Perfection is route more than target. In the 16th century, the mystic St. Teresa of Ávila praised a life of poverty and humility in The Way of Perfection, and the same title served the writer Pío Baroja to express regenerationist concerns in the early 20th. The dilemma between road and destination is shown up in the answer of the poet Juan Ramón Jiménez to the disciples who considered him perfect: “I want to desire perfection, but I would not want to reach it.” Indeed, the creative impulse towards perfection does not exclude acceptance of imperfection, a feature after all of every human endeavor, where the elusive goal of exactitude is submitted to the economic law of diminishing returns. For architecture and art, imperfect beauty is not just the one encountered halfway along the road, but one chosen as aesthetic aim and ethical imperative, at a time devoured by the bulimia of consumerism and the discarding of anything that shows signs of physical wear or symbolic erosion.

When Andrés Calamaro, in the song La parte de adelante, tell his lover that he is “the architect of all your incorrect sides,” the musician associates our profession with the canonical correction of the classical world, but the most moving contemporary architecture is incorrect, and has replaced the timeless and frozen precision of modernity with a material sensibility that is not afraid to show the abrasions of climate or the scars of time. These works entangled with nature and history – from the patinas left by rain on walls by Herzog & de Meuron to the stratification of paint layers in renovations by David Chipperfield –, are today also the most stimulating in Spanish architecture, often faced with buildings damaged by neglect, changes of use, or the passage of time, and this attitude is illustrated here with the exemplary refurbishment carried out by Harquitectes of the headquarters of the La Lleialtat Santsenca workers’ cooperative in Barcelona’s Sants district.

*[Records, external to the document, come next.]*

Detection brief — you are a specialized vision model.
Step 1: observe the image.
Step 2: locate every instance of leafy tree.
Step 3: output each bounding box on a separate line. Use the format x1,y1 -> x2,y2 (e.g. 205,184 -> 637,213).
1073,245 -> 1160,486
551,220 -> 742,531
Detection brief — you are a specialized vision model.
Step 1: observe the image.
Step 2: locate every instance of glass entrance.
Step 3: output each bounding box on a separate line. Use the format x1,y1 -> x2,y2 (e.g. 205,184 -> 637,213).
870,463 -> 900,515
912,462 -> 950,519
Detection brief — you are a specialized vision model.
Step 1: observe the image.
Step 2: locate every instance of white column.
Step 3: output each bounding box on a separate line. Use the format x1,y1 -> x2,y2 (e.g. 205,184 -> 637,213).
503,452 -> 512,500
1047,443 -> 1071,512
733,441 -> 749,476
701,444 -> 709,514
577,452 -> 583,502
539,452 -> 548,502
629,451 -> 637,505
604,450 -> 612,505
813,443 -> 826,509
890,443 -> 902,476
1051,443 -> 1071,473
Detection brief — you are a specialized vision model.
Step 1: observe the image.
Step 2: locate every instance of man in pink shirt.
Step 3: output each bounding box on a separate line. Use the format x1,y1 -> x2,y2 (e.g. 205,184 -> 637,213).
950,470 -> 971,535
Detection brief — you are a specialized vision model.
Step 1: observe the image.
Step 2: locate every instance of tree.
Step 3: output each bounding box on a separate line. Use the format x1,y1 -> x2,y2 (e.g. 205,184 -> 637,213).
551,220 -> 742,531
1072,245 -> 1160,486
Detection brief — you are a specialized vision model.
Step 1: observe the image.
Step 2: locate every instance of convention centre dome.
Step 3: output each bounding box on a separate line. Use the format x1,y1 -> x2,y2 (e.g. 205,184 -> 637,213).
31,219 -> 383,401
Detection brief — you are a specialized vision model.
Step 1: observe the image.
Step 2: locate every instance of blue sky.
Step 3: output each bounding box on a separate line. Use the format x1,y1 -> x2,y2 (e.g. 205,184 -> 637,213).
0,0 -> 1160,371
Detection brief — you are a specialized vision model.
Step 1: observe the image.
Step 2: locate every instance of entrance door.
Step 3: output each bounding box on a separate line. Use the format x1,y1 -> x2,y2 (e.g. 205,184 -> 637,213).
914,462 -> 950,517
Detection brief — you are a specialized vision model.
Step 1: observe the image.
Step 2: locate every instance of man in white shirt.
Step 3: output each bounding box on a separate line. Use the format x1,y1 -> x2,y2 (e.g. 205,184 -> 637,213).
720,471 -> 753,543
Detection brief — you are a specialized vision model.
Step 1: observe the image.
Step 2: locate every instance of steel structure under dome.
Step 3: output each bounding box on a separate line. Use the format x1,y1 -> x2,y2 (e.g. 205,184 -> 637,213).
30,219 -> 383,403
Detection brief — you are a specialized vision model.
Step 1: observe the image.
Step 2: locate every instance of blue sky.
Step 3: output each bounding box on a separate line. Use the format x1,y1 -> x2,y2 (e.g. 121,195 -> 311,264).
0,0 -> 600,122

These architectures are uniquely in tune with the Japanese wabi-sabi aesthetic, which celebrates the imperfect, mutable, and incomplete, reconciling with nature through simplicity and modesty. A quarter of a century ago, architect Leonard Koren – editor of a magazine on gourmet bathing, and who has only built a tea house – acquainted us with that spiritual and material culture with a book written ‘for artists, designers, poets, and philosophers,’ which looked for the origins of wabi-sabi in Taoism and Chinese Zen Buddhism, and which summed up its content with a motto: “nothing is permanent, nothing is finished, nothing is perfect.” It is not hard to find a link between this attitude and the also Japanese kintsugi technique, which repairs broken pottery marking the cracks with gold dust to exalt with its indelible scar the imperfection that places them in the temporal flow. Those imperfect beauties are also ours, fragile beings cast into the river of time.